The idea that maths is hard for many primary pupils may have become a self-fulfilling prophecy, government research reveals.

Ann Dowker, an Oxford university researcher, said: "It is not the case that a large number of children are simply bad at maths and that nothing can be done about it."

Dr Dowker found children who had difficulties in maths often struggled only with one or two aspects. But by being labelled, or labelling themselves, as "bad at maths" they could end up finding all maths hard.

Common difficulties were memorising mathematical facts such as multiplication tables, solving problems expressed in words, and calculations involving different stages, she said.

Dr Dowker said short bursts of individual teaching can make a big difference - if they are targeted at specific misunderstandings.
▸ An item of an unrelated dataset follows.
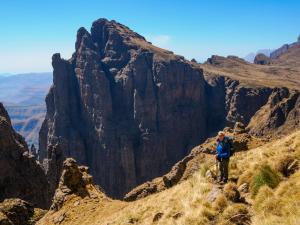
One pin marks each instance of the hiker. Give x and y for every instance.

"Individualised work with children who are falling behind in arithmetic has a significant impact on their performance. The amount of time does not need to be very large to be effective."

A pilot project by the National Numeracy Strategy, being run in 25 authorities, provides 30 minutes of maths teaching a week for children who need extra individual attention.

The strategy's programme is still being evaluated, but Dr Dowker said that help of that sort can have a significant impact.

Her research shows that putting children into a low-ability set or stream can exacerbate the problem by failing to stretch their mathematical skills.

She found that although many children experienced some difficulties with maths, it was quite common to have a marked differences in ability between different aspects of maths.

She said: "Some children do apparently difficult things before apparently easy things."

Some children may have difficulty remembering their multiplication tables, but be able to do word problems. Others may be able to remember facts, but lack strategies for working out unfamiliar sums.

Her report comes amid concern from employers and government about a general fall in maths skills among adults.

In England, four times as many adults have problems with numeracy than with literacy and most have been experiencing difficulties since they were seven years old.